Não era uma boa visão, principalmente por saber que Vinícius tinha sido retirado daquela bagunça desconcertante em uma noite turbulenta. O garoto estava ao lado, observando absorto para o que um dia tinha sido sua casa. Certamente, Enzo se negaria a levá-lo àquele lugar, se o filho não tivesse insistido muito após ele pegar o carro na oficina e se despedir de Raul naquela manhã.

– Quer ir embora agora? – O pai olhou para o desenho que o garoto segurava. Vinícius tinha pintado a fachada da casa com cores vibrantes e o máximo de detalhes possível, um lampejo de vitalidade com seus canteiros de hortênsias e janelas arredondadas, contrastando com o campo de cacos retorcidos de paredes, pedaços de árvores, automóveis e mobília em que a rua havia se transformado.

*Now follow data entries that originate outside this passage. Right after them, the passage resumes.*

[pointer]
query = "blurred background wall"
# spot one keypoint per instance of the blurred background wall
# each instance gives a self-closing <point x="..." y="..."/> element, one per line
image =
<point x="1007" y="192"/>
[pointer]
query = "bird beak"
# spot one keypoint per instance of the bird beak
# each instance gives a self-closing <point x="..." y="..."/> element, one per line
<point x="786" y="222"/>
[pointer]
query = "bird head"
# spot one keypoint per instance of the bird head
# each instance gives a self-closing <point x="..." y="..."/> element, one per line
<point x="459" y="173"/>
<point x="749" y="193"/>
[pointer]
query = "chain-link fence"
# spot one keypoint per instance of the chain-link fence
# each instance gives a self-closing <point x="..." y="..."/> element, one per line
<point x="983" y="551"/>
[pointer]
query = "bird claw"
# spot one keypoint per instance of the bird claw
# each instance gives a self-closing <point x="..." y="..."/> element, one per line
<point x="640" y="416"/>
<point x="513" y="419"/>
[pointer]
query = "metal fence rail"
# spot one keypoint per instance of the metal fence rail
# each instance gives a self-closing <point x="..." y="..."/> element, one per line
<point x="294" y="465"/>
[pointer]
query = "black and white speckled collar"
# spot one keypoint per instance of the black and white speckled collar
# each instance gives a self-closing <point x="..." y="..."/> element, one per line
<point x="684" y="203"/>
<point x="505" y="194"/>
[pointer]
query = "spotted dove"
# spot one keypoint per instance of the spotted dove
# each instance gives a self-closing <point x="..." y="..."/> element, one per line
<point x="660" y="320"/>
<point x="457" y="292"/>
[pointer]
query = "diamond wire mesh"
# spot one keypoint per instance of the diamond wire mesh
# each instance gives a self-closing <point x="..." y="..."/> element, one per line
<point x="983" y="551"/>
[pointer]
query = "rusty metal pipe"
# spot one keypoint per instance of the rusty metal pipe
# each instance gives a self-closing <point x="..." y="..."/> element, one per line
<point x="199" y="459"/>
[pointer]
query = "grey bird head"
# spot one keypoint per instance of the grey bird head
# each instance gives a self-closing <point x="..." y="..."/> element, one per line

Um passo foi dado e um segundo foi interrompido pelo homem mais velho.

– Aonde vai?

– Quero ver se...

– Se sobrou alguma coisa? – Enzo se agachou e virou os ombros do filho para ele. – É perigoso estar aqui. Ainda estão retirando os destroços e, além do mais, nada que realmente importa está perdida por aqui. Você está comigo, a salvo, e sua mãe... Sua mãe era uma mulher de Deus e ela está com Ele agora, e por isso nunca vai te abandonar, porque você é especial. Olha o que você tem. – Ele tocou nas pequenas mãos que seguravam as bordas do papel. – Você tem um dom. Você sabe o que é um dom? Uma vez li que um dom é quando conseguimos uma ajuda divina para fazer uma coisa que normalmente não se consegue fazer. Acho que é isso. Deus deu esse talento para você e, assim, você estará sempre bem próximo Dele, da sua mãe e da sua avó.

Vinícius desviou o olhar do desenho para as ruínas e considerou alguma coisa em silêncio, olhando sério para longe. Por fim, dobrou a folha, guardou no bolso do casaco e encarou os olhos azuis voltados para ele.

– Podemos ir agora.

Enzo se pôs de pé, estendeu a mão para o filho e virou as costas para a paisagem de residências reduzidas a um agrupamento de entulho espalhado pelo chão, levado por caminhões e vasculhado por bombeiros e moradores que se empenhavam em buscar bens perdidos ou, pelo menos, uma resposta.

Perto de uma esquina mais limpa, avistaram o utilitário esportivo preto esperando por eles como um animalzinho de estimação obediente.

Enzo sentou no banco do motorista depois de o filho se acomodar no banco traseiro e fechou os dedos ao redor do volante. Ele aguardou um minuto e guiou o veículo, deslizando com mais fluidez pelo asfalto, superando o peso que era deixado para trás.

Através dos vidros, não se via mais neve como nas suas recordações, mas destacavam-se telhados triangulares em contraponto ao céu acima da entrada de pequenas lojas e lanchonetes.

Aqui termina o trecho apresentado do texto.